The state Department of Health is working with the neighborhood to canvass the area within about a one-mile radius of the West Side Corporation site, at 107th Avenue and 180th Street, where groundwater was contaminated by dry-cleaning chemicals and gasoline additives, said state Sen. Malcolm Smith (D-St. Albans).

Smith is coordinating the study along with Assemblyman William Scarborough (D-St. Albans), Councilman Leroy Comrie (D-St. Albans) and Manuel Caughman, president of the Brinkerhoff Action Association.

Concern about cancer rates in the community stems from fear that a series of wells from the old Jamaica Water Supply system were contaminated. The city bought the wells, many of which were closed due to a lack of maintenance rather than safety issues, in the mid-1990s.

City and state environmental agencies have been working to clean the well at the West Side site, where industrial chemicals, such as perchloroethylene, known as PERC, and methyl tert-butyl ether, known as MTBE, were stored and had leaked into the ground.

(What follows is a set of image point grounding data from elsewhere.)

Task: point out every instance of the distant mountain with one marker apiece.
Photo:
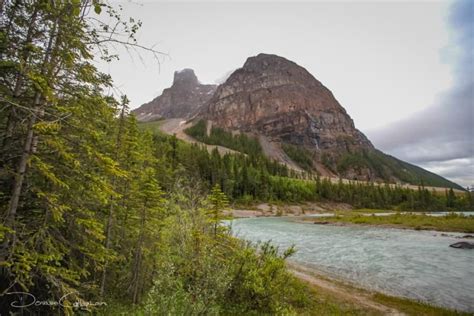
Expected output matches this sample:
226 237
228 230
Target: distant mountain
276 99
183 99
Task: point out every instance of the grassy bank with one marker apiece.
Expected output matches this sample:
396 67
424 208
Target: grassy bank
448 223
331 297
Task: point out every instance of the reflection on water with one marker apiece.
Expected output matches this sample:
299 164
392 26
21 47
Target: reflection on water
415 264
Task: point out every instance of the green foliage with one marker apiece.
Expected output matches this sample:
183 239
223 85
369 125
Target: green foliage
387 167
299 155
449 223
218 136
202 273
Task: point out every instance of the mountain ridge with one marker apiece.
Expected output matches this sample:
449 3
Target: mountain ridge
274 98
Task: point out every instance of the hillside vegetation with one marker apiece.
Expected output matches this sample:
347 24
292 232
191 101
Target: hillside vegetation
387 167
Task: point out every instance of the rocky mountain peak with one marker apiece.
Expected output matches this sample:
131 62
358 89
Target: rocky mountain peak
276 97
182 100
185 76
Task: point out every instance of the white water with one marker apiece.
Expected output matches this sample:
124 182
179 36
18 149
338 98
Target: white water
415 264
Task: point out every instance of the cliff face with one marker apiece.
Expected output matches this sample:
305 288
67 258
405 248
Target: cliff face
273 96
182 100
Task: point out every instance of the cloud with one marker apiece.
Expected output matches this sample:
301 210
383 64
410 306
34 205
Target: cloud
441 137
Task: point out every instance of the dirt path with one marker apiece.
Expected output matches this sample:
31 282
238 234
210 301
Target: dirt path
355 296
273 150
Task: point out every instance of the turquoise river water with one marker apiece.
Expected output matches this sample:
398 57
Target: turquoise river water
415 264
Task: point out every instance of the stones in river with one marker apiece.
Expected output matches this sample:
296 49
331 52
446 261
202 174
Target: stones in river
463 245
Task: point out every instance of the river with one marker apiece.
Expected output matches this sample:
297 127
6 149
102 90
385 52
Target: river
414 264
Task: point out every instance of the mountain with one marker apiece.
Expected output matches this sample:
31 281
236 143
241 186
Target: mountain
183 99
288 109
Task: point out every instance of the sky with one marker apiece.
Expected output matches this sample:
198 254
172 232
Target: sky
403 70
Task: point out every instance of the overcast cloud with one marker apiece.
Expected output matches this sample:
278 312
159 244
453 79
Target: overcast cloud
441 137
402 69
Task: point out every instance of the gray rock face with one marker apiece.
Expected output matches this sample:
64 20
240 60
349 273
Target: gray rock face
275 97
182 100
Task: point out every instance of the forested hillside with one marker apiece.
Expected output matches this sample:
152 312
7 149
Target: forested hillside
93 213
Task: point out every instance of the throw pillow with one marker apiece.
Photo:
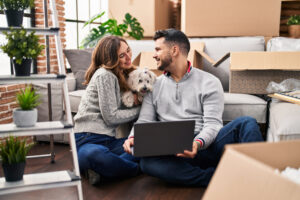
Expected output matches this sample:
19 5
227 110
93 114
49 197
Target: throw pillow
79 61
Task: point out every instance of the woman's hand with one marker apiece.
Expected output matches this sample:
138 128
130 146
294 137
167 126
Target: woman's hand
128 144
136 100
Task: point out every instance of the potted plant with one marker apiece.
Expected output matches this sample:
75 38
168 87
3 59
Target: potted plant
22 47
294 26
26 115
13 155
130 25
14 10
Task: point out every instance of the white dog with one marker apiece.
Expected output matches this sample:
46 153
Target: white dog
140 81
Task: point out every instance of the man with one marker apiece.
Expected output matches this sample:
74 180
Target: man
184 92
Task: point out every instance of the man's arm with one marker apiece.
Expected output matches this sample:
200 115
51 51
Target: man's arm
213 107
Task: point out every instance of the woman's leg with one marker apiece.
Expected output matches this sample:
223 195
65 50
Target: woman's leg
198 171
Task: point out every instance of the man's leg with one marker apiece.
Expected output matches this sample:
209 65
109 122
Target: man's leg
176 170
93 155
198 171
241 130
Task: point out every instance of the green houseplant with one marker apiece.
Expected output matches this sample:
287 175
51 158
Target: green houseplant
26 115
130 26
22 47
13 155
294 26
14 10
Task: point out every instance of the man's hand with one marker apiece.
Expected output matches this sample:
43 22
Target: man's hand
127 144
189 154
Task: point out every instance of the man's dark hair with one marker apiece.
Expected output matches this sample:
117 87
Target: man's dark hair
176 37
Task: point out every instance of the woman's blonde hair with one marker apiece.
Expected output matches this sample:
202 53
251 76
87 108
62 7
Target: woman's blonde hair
106 55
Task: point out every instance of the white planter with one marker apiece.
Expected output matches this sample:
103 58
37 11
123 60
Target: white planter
24 118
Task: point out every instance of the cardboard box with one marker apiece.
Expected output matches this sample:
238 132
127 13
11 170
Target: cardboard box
251 72
196 54
247 171
152 14
230 17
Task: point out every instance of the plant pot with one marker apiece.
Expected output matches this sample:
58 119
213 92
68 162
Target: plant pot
24 68
14 17
294 31
24 118
13 172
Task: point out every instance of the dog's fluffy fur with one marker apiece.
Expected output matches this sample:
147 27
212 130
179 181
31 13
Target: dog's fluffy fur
140 81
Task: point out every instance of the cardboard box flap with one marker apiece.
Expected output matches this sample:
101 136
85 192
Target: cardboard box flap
239 176
289 61
286 152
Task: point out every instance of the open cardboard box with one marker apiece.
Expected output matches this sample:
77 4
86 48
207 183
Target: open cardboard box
230 18
247 171
251 72
145 59
152 14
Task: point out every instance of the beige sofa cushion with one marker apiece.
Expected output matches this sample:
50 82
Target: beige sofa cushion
237 105
284 121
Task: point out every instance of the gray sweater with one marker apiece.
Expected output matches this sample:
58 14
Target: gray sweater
197 96
100 110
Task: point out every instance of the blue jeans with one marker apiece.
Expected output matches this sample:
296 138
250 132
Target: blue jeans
199 170
105 155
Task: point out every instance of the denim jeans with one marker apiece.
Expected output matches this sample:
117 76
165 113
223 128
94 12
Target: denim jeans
105 155
199 170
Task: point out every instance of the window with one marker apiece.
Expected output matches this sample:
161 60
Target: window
77 12
4 59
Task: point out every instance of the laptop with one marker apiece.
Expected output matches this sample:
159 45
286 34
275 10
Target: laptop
163 138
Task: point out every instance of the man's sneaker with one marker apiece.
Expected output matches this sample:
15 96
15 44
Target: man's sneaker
94 177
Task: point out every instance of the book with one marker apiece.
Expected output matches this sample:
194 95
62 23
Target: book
292 97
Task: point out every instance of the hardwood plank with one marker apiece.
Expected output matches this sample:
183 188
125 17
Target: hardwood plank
140 187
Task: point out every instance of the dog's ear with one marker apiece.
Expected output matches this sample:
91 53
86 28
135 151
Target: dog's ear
152 75
132 79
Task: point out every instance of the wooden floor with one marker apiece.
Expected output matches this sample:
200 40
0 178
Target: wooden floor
140 187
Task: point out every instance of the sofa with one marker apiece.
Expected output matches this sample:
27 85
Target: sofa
235 104
284 117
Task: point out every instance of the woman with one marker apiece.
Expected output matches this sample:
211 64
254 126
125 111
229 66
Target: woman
100 154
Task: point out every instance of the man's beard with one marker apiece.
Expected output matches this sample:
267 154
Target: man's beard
165 62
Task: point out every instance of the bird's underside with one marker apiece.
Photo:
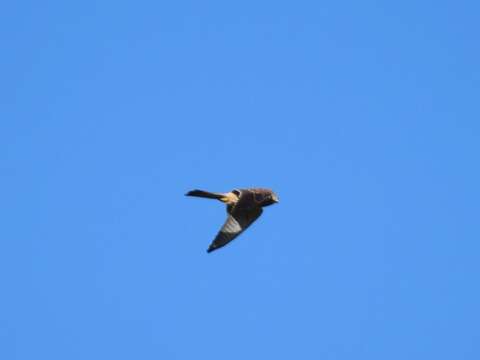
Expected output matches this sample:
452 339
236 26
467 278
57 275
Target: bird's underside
244 206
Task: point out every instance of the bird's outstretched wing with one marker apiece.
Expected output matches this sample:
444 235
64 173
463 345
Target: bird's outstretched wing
237 222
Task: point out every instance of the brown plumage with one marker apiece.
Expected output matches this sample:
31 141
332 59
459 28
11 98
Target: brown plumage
244 206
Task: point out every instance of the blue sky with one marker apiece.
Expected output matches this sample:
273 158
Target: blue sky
362 116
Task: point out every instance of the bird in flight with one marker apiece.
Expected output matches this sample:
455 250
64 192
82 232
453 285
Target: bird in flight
244 206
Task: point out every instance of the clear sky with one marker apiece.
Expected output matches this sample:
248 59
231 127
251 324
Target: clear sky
362 115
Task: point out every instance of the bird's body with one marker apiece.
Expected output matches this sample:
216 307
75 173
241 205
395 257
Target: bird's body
244 206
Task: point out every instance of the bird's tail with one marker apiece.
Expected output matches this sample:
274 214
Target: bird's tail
205 194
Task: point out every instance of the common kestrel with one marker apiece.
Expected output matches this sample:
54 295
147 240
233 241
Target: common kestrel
244 206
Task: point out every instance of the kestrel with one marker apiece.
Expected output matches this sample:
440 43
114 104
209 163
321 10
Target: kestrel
244 206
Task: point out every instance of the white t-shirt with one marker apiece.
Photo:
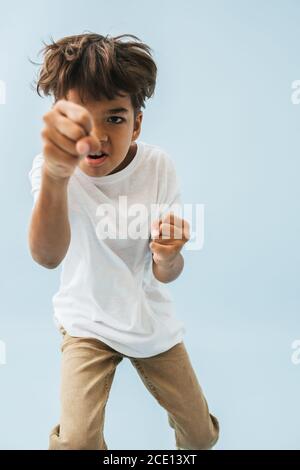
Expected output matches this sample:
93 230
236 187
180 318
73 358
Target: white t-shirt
107 287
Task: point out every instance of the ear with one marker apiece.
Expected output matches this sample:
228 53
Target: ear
137 126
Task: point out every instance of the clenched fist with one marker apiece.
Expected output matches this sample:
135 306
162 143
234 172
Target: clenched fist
66 138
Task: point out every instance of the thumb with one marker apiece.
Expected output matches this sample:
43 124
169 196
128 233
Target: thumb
87 144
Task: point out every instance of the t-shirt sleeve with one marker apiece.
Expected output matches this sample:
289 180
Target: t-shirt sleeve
35 176
170 199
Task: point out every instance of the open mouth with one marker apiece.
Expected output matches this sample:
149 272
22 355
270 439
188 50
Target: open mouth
96 160
97 157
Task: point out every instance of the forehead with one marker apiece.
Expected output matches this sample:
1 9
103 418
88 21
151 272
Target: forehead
122 101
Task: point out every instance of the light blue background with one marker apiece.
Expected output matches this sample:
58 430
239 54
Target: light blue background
223 110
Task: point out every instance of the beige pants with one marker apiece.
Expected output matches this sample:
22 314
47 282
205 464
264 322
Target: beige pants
88 368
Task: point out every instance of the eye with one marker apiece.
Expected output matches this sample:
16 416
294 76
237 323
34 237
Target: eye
116 117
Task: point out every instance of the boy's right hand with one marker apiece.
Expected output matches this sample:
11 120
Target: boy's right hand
66 137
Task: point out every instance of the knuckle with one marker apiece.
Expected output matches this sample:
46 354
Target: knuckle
48 148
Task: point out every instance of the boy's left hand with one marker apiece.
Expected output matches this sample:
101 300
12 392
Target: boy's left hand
168 237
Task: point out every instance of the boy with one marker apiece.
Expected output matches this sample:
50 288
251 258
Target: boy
111 303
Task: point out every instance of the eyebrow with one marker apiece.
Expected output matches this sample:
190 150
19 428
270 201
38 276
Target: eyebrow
117 110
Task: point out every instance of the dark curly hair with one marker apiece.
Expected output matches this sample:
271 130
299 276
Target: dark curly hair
98 67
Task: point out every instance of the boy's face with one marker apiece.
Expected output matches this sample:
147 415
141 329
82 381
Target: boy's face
116 131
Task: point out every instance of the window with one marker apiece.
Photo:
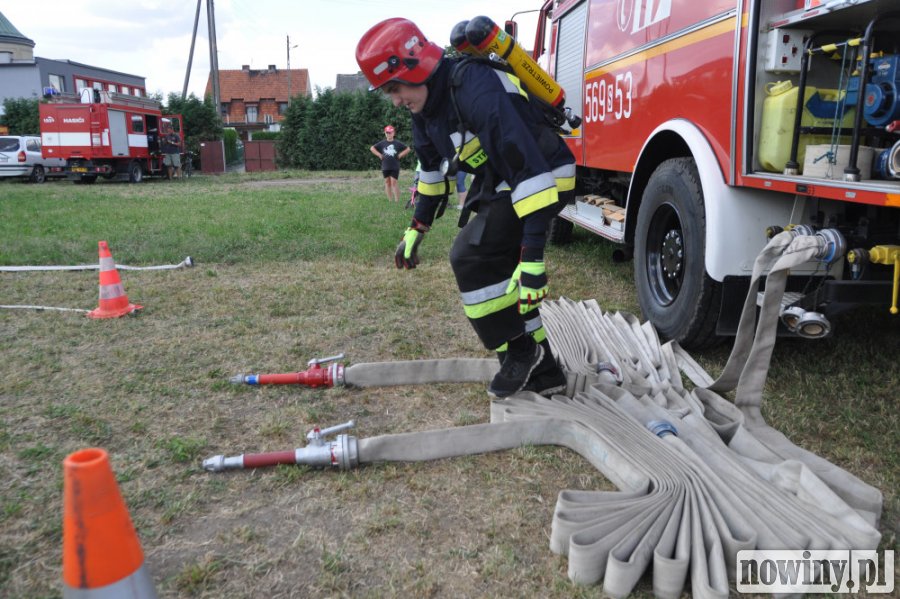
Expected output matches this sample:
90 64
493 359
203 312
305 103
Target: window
57 82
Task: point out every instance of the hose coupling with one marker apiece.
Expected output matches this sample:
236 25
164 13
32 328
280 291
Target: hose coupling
833 245
661 428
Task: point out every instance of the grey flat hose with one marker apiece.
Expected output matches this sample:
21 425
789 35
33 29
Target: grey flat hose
699 477
420 372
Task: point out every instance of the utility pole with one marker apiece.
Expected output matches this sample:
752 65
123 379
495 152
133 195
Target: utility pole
187 74
213 55
289 46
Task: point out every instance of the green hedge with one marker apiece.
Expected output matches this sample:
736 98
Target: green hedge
334 131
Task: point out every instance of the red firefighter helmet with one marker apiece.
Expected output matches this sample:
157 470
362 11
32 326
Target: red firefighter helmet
397 50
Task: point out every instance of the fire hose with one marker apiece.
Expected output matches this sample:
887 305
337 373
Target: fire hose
699 477
188 261
378 374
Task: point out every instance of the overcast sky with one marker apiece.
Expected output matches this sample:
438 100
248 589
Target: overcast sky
152 38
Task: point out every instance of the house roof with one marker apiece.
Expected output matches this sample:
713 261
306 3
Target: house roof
253 84
349 83
9 33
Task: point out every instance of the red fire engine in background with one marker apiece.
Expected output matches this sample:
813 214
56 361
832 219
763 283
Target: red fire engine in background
106 134
709 123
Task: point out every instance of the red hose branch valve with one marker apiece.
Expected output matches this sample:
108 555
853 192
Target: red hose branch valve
314 376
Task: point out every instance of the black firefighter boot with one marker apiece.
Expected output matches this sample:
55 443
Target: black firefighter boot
547 377
521 359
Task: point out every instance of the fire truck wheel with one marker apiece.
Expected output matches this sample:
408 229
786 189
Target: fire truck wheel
135 172
37 174
560 231
674 291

Community outcry grew over the summer, when the city proposed opening other wells that had been tested for contaminants to ease the drought. Residents were concerned the groundwater that was added to their drinking supply would carry toxins, but city and state tests found those pumps were not contaminated.

The new study follows one the state Department of Health completed about a year ago, which found fewer cancer cases than expected for the years between 1980 and 1988, Smith said.

“We all felt we needed a little more detail because we were finding residents saying there are 20 to 30 people on a block who have cancer,” he said. “The study's results weren't ringing true.”

The original study found 878 cases of the disease, broken down into nearly 20 types for men and women, about 40 less than had been anticipated.

One of the reasons for the low incidence of cancer in the first report was that the study relied heavily on the cancer registry, which lists patients who have the disease, but does not track people who may have moved or died, Smith said.

The door-to-door study will use a questionnaire, asking residents about the type of cancer they have, lifestyles that may contribute to the disease and any information they have about relatives or neighbors who may have moved away, Caughman said.

“We want a more precise study,” he said. “The survey the state did was more of a general study.”

Both Caughman and Smith stressed that all information will be kept confidential.

The group is still compiling the questionnaire and Smith hopes to hold a community training session for volunteers toward the end of February, he said. Canvassing will likely begin next month and continue through April, Smith said.

“People want answers,” Smith said. “We want to be able to give the people of southeast Queens a comfort level, not only with the history but with the future as well. We need to protect the citizenry.”